Moscow Helsinki Group Documents 50-68: May-Oct 1978 (51.21)

<<Moscow Helsinki Group documents, 1976-1982>>

No. 50 (18 May 1978): “The trial of Professor Yury Orlov” (see CCE 50.1).

No. 51 (22 May 1978): Concerning the arrest of Alexander Podrabinek (see CCE 50.7).

No. 52 (5 June 1978): “The arrest of Vladimir Slepak.

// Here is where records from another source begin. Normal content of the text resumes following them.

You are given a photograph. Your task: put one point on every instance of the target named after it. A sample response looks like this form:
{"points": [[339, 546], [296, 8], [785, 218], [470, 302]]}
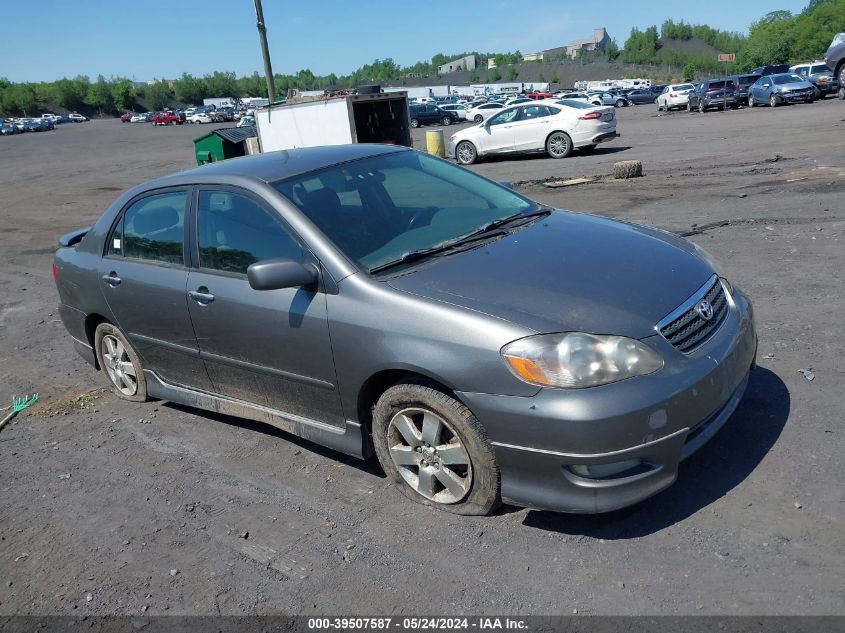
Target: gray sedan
{"points": [[374, 299]]}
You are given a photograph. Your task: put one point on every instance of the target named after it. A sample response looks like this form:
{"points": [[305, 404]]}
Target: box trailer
{"points": [[363, 118]]}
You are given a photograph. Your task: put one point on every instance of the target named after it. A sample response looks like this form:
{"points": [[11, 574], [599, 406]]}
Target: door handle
{"points": [[112, 279], [201, 296]]}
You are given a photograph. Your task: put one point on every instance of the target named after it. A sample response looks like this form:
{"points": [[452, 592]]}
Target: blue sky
{"points": [[166, 38]]}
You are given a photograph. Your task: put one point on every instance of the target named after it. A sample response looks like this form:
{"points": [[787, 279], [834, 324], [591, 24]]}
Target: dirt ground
{"points": [[108, 507]]}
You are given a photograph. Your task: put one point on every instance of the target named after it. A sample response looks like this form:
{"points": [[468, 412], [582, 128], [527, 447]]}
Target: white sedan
{"points": [[674, 96], [553, 126], [483, 111], [199, 117]]}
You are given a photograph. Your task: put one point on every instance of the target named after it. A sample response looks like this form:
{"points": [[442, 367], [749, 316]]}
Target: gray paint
{"points": [[301, 358]]}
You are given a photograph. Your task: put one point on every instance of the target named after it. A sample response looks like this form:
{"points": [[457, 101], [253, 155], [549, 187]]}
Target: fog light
{"points": [[605, 471]]}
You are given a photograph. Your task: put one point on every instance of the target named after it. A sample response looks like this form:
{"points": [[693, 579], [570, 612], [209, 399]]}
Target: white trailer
{"points": [[364, 118]]}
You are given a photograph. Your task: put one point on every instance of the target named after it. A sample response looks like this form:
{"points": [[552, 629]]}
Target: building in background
{"points": [[464, 63]]}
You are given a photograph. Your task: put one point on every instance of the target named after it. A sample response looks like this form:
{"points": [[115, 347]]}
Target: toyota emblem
{"points": [[704, 309]]}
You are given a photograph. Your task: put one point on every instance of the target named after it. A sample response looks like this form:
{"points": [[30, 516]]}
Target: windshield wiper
{"points": [[495, 224], [445, 247], [489, 230]]}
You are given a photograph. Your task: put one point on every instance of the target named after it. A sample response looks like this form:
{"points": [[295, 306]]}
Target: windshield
{"points": [[378, 209]]}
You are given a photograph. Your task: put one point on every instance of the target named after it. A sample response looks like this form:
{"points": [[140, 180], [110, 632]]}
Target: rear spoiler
{"points": [[74, 237]]}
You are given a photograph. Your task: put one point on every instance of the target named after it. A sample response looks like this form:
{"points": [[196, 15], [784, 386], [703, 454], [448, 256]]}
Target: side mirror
{"points": [[275, 274]]}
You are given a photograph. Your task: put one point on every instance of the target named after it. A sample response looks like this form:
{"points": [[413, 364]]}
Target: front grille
{"points": [[685, 328]]}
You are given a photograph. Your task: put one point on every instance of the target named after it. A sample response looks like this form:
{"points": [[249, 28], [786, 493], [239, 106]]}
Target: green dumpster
{"points": [[223, 143]]}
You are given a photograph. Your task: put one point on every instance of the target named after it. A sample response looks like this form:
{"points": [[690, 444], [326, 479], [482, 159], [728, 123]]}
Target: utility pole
{"points": [[265, 52]]}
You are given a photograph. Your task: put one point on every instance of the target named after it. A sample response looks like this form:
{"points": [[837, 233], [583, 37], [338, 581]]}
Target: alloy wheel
{"points": [[119, 366], [429, 455]]}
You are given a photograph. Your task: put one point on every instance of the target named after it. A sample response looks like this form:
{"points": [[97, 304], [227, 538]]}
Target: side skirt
{"points": [[349, 440]]}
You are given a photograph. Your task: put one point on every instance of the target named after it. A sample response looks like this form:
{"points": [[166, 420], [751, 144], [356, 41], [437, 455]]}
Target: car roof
{"points": [[274, 166]]}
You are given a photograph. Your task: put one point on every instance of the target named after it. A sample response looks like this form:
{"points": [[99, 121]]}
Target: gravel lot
{"points": [[110, 507]]}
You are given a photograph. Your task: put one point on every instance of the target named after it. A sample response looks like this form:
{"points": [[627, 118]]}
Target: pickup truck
{"points": [[167, 118]]}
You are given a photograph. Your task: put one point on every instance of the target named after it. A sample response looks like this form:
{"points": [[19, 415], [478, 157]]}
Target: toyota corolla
{"points": [[375, 299]]}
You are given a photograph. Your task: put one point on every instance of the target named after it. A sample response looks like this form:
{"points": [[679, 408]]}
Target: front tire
{"points": [[436, 450], [559, 145], [120, 363], [465, 153]]}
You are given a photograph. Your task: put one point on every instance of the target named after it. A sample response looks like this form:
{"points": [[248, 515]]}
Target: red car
{"points": [[167, 118]]}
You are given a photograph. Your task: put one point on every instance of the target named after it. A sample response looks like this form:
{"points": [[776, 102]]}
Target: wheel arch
{"points": [[374, 386], [92, 322]]}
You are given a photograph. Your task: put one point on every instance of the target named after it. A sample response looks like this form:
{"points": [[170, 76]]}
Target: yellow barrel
{"points": [[434, 143]]}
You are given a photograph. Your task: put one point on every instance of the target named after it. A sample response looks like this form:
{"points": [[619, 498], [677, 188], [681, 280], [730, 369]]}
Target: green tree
{"points": [[157, 95], [221, 84], [19, 98], [123, 94]]}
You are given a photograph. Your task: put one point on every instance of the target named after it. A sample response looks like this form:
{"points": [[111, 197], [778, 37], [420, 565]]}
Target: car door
{"points": [[531, 128], [498, 133], [267, 347], [143, 277]]}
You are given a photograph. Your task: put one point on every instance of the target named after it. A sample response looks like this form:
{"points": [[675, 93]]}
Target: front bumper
{"points": [[655, 420]]}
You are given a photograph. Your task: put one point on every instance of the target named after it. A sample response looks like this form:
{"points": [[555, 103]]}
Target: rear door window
{"points": [[152, 229]]}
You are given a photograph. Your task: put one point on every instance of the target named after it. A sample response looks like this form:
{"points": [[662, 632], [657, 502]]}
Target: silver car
{"points": [[375, 299]]}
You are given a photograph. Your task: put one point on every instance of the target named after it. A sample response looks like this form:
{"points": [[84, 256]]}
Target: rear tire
{"points": [[436, 450], [559, 145], [120, 363], [465, 153]]}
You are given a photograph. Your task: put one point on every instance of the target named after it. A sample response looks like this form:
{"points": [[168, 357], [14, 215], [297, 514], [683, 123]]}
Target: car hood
{"points": [[568, 272]]}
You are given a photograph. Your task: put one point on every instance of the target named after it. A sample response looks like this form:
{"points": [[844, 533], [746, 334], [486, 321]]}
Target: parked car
{"points": [[278, 290], [818, 74], [483, 111], [779, 89], [459, 109], [428, 113], [167, 118], [199, 117], [713, 93], [772, 69], [835, 59], [609, 98], [741, 85], [541, 126], [674, 96], [640, 96]]}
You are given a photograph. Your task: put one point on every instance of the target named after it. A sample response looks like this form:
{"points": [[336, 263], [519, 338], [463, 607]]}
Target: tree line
{"points": [[778, 37]]}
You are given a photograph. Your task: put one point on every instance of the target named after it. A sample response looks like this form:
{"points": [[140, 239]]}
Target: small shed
{"points": [[223, 143]]}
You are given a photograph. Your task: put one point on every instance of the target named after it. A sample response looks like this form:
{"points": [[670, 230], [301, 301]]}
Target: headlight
{"points": [[575, 360]]}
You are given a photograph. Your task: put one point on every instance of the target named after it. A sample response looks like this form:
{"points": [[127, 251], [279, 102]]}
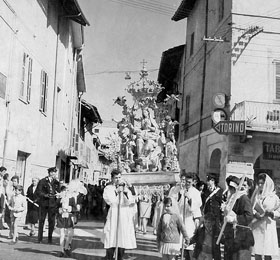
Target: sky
{"points": [[119, 37]]}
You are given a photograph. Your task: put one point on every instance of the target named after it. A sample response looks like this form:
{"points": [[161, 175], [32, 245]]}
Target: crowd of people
{"points": [[193, 218], [47, 197], [190, 219]]}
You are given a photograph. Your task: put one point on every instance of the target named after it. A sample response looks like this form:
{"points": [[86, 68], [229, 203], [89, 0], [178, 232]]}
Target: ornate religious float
{"points": [[145, 147]]}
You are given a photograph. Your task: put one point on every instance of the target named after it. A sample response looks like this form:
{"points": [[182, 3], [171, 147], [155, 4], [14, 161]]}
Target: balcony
{"points": [[259, 116]]}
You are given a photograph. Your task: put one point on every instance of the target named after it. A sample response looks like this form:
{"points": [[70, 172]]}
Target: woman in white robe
{"points": [[264, 200], [119, 228]]}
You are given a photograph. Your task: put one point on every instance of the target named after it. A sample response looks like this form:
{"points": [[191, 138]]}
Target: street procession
{"points": [[140, 129]]}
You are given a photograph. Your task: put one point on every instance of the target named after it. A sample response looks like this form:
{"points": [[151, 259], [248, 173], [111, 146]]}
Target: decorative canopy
{"points": [[183, 10]]}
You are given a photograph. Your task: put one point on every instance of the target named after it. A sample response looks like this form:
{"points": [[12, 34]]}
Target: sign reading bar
{"points": [[230, 127], [271, 151]]}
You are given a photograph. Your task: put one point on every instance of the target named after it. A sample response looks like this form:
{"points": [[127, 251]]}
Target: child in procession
{"points": [[168, 232], [205, 239], [65, 220], [17, 207]]}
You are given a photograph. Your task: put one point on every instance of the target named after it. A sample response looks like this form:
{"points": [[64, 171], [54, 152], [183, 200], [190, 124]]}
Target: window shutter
{"points": [[77, 143], [277, 79], [221, 9], [73, 138], [29, 79], [46, 93], [22, 87], [187, 118], [42, 91]]}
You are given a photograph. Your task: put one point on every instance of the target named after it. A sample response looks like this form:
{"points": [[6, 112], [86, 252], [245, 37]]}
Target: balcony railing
{"points": [[259, 116]]}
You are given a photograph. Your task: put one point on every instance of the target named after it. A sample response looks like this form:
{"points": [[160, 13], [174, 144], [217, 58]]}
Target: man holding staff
{"points": [[119, 233], [238, 212], [189, 204]]}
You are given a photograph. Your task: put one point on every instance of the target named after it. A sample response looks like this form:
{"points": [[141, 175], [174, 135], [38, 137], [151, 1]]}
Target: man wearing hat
{"points": [[238, 237], [212, 205], [46, 191]]}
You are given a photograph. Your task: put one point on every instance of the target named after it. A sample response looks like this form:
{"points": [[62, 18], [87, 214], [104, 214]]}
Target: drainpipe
{"points": [[55, 76], [8, 88], [203, 88]]}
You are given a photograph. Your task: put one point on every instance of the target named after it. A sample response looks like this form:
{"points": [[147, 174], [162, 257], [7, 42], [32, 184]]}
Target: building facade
{"points": [[41, 80], [229, 71]]}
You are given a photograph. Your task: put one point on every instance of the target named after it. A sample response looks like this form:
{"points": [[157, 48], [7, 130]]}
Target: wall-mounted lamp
{"points": [[127, 76]]}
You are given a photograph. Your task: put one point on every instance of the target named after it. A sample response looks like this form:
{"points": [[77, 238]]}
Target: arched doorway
{"points": [[215, 162]]}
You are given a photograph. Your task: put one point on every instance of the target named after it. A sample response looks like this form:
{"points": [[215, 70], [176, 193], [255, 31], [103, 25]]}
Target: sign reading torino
{"points": [[230, 127], [271, 151]]}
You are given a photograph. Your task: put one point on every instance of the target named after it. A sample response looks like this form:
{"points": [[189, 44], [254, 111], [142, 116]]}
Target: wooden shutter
{"points": [[277, 79], [42, 91], [221, 9], [73, 138], [46, 93], [22, 86], [187, 117], [29, 79], [77, 143]]}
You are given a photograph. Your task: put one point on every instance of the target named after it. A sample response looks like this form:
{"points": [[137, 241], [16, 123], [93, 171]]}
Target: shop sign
{"points": [[231, 127], [239, 168], [271, 151]]}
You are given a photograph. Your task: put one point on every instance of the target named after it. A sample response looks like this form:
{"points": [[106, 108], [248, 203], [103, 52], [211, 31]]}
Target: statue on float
{"points": [[147, 145]]}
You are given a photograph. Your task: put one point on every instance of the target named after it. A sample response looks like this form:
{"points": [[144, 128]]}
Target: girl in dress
{"points": [[65, 219], [168, 232]]}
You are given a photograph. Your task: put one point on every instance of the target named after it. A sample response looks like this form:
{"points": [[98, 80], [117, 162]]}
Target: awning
{"points": [[183, 10], [72, 8], [90, 112], [81, 83]]}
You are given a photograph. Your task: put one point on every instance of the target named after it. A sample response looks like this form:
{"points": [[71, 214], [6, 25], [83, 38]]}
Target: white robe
{"points": [[124, 237], [191, 211]]}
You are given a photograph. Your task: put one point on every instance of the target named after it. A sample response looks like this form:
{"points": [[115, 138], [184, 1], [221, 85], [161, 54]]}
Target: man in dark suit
{"points": [[46, 191], [212, 205]]}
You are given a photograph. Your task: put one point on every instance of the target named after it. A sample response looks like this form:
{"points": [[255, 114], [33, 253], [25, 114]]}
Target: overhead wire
{"points": [[164, 10], [260, 19], [117, 71]]}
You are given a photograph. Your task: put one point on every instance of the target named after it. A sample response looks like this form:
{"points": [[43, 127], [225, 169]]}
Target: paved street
{"points": [[87, 245]]}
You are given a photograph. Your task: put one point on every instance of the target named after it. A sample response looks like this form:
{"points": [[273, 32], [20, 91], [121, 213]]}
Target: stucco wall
{"points": [[31, 27]]}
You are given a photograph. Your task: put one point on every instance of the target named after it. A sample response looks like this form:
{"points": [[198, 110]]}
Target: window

The preparation of a criminal case against Maria Slepak and Ida Nudel” (see CCE 50.8-1).

No. 53 (15 June 1978): “Supplement to Document No. 50”.

No. 54 (26 June 1978): “On the verdicts in the cases of V. Slepak and I. Nudel” (see CCE 50.8).

No. 55 (26 June 1978): “To the International Olympic Committee; To the President of the IOC, Lord M. Killanin” (excerpt).

“We urge you to demand uncompromisingly that contacts between people, cultural exchange, entry into the country, etc. are possible at the 22nd Olympiad to the same extent as at previous ones. … We call on you to demand a ‘ceasefire’ as a necessary condition for holding the Olympic Games in the USSR, to demand an end to persecution for non-violent activities in defence of human rights, for religious activities, for attempts to exercise the right to freedom of choice regarding one’s country of residence and one’s place of residence within one’s country … We call upon you to demand the release of all PRISONERS OF CONSCIENCE.”

No. 56 (15 July 1978): “On the verdicts in the cases of A. Ginzburg, A. Shcharansky, V. Petkus” (see CCE 50). This document is the first to be signed by a new member of the Moscow Helsinki Group. S. Polikanov.

No. 57 (20 July 1978): “On the Appeal Court hearings in the cases of Yu. Orlov and V. Slepak” (see CCE 50).

No. 58 (16 August 1978): “Ten Years Later” (on the tenth anniversary of the invasion by Soviet troops of Czechoslovakia).

No. 59 (20 August 1978): “The trial of member of the Ukrainian Helsinki Group Levko Lukyanenko” (see CCE 50.6).

No. 60 (2 September 1978): “Discrimination against the Crimean Tatars continues” (see “Persecution of Crimean Tatars”, CCE 51.13).

No. 61 (5 September 1978): “On the violation of the rights of prisoners to do creative work”. A “List of scholars and creative people who are political prisoners” (26 people) is attached.

No. 62 (9 September 1978): “Inhuman conditions of imprisonment. The lives of Kirill Podrabinek and Pyotr Vins are in danger” (See “In the Prisons and Camps”, CCE 51.9).

No. 63 (18 September 1978): “Jewish collective-farm workers in the village of Ilynka are forcibly tied to the land and refused permission to emigrate” (See “The Right to Leave”, CCE 51.16).

No. 64 (25 September 1978): “Persecution of the True and Free Adventist Church” (See “Persecution of Believers” in this issue, CCE 51.15).

No. 65 (18 October 1978): The propaganda campaign to discredit the democratic movement in the USSR” (See “Dirty Tricks” in the section “Miscellaneous Reports”, in this issue CCE 51.19).

No. 66 (30 October 1978): “30 October is Political Prisoner Day in the USSR” (see 51.19).

No. 67 (30 October 1978): “On the medical service for prisoners” (See CCEs 46-49 and “In the Prisons and Camps” in this issue, CCE 51.9).

No. 68 (30 October 1978): “On the position of prisoners with regard to correspondence” (in this issue, CCE 51.9).